Tewp sonrió al pensar en la figura severa de la enfermera que había visto en el apartamento de Garance en París.

– Mucho mejor, en efecto.

– Mi única pena será no poder conocer el desenlace de su misión -añadió la vieja dama-. Francamente, hijo mío, sé que mis palabras van a dañar su sentido de las conveniencias, pero desearía hacerle partícipe de mis sentimientos profundos. De hecho, se trata más bien de expresar un voto relativo a usted. ¿Me lo permite?

– Por supuesto…

– Abandone esta cruzada mientras aún está a tiempo. Deje de perseguir a Dalibor y Laüme Galjero. Ellos pertenecen al pasado y le impiden construir su futuro. Olvídelos, David. El odio que los empuja acabará por destruirlos. Está escrito que acabarán matándose el uno al otro. En lugar de ir tras ellos, deje que su corazón se abra a lo que puede alimentarlo de verdad. Usted es un hombre lleno de posibilidades. Lo sé. Lo siento. No desperdicie sus oportunidades, David… La vida debe ser la más fuerte. Siempre…

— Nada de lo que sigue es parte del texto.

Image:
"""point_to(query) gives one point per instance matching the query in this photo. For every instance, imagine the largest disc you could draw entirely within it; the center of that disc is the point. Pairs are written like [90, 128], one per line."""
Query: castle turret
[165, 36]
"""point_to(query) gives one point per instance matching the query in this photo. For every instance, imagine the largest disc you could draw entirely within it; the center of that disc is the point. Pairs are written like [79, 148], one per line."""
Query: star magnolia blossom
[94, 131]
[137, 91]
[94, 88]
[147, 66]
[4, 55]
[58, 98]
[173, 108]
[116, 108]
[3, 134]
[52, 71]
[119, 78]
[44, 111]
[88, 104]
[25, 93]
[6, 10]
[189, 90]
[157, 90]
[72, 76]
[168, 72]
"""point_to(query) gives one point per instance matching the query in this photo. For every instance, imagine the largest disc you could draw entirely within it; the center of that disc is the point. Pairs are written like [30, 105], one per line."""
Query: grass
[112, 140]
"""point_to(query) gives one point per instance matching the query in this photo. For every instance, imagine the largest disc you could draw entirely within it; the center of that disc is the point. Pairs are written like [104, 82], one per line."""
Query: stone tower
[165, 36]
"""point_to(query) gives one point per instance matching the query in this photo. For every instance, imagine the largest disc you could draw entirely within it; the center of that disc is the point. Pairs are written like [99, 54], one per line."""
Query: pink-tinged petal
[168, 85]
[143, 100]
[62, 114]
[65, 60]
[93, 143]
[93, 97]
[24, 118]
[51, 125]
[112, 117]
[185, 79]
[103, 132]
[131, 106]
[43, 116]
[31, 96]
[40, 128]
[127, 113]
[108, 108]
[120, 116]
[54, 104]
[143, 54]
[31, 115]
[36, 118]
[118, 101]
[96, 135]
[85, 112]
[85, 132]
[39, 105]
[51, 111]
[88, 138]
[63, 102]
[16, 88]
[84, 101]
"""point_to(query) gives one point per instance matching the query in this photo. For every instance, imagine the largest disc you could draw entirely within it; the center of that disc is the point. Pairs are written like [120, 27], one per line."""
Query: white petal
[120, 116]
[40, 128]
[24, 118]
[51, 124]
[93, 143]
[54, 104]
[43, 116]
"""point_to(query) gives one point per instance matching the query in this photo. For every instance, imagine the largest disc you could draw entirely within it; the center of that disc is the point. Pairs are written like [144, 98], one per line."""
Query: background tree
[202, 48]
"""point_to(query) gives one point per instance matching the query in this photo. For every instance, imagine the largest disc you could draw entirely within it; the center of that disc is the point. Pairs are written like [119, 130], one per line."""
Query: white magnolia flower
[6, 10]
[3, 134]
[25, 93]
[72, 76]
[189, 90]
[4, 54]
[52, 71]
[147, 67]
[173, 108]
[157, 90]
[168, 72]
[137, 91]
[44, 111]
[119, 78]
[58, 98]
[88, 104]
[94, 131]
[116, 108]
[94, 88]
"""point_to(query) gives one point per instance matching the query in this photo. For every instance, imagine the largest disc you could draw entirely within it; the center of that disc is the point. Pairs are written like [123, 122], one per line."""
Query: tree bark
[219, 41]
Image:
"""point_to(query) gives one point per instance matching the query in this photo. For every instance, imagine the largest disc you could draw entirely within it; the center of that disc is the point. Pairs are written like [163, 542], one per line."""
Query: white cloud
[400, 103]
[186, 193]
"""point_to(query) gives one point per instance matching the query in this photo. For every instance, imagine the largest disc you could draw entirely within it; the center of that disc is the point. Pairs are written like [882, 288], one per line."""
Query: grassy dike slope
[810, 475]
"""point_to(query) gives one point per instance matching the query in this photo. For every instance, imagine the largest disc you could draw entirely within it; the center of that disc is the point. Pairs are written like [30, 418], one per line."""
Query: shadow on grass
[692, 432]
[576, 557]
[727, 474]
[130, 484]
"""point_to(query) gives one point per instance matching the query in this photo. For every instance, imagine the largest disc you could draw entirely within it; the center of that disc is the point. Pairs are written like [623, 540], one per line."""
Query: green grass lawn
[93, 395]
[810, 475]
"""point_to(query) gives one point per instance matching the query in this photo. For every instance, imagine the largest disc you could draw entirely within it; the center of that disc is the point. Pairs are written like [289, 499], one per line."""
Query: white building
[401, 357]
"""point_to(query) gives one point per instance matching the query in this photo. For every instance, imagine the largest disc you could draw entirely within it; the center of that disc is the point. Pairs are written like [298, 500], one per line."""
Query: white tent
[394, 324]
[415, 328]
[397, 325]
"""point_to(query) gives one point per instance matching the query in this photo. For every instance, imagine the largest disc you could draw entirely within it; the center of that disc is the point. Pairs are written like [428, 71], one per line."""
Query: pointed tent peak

Tewp no respondió, pero las palabras de Garance acababan de dar en la diana. Dejó que las manos de la francesa se deslizaran entre las suyas, la miró alejarse a cortos pasos hacia el campamento y esperó a que las tinieblas lo envolvieran antes de regresar para tenderse cerca del fuego. Aquella noche no soñó y durmió más profundamente de lo que lo había hecho durante meses. Cuando despertó, al alba, los nómadas se habían marchado… El inglés miró hacia el este, allá donde las huellas de los kazajos se desvanecían en el polvo. Pensó en Pahlavon y en su madre. Se sentía huérfano, casi celoso del joven nómada. Un sentimiento que le disgustó y que no consideró digno de él.

Con el corazón oprimido, salió de debajo de la manta y se acuclilló cerca del fuego para reavivar las brasas. Monti y Lemona seguían dormidos. Acostado también, con los ojos cerrados, el viejo Nuwas resoplaba como un buey.

– Si le queda un poco de té, estaría encantada de tomarlo -dijo Garance de Réault.

Tewp se sobresaltó y giró la cabeza, incrédulo. Sin embargo, allí estaba ella, frágil en su vestido arrugado y blanqueado a causa del polvo.

– ¿Así que no se ha ido?

– Siempre tan observador, coronel -bromeó la francesa al tiempo que se acercaba a la hoguera-. En el último instante me he dicho que era una cobardía por mi parte abandonarles para irme a mi cementerio de elefantes. Además, creo que sé cómo podemos volver a la carga…

De forma instintiva, David Tewp buscó su Webley en la cadera. Los soviéticos no se la habían devuelto y echaba de menos la pesada arma. En el aeropuerto de Bender-Sha decidió desembarazarse de la vieja funda, ahora vacía, que colgaba de su costado, aquel estuche reglamentario que había recibido once años antes, cuando sólo era un teniente de poca monta agregado al servicio del MI6 en Calcuta.

– ¿Qué hacemos ahora? ¿De verdad vamos a poner en práctica el plan de esa vieja chalada?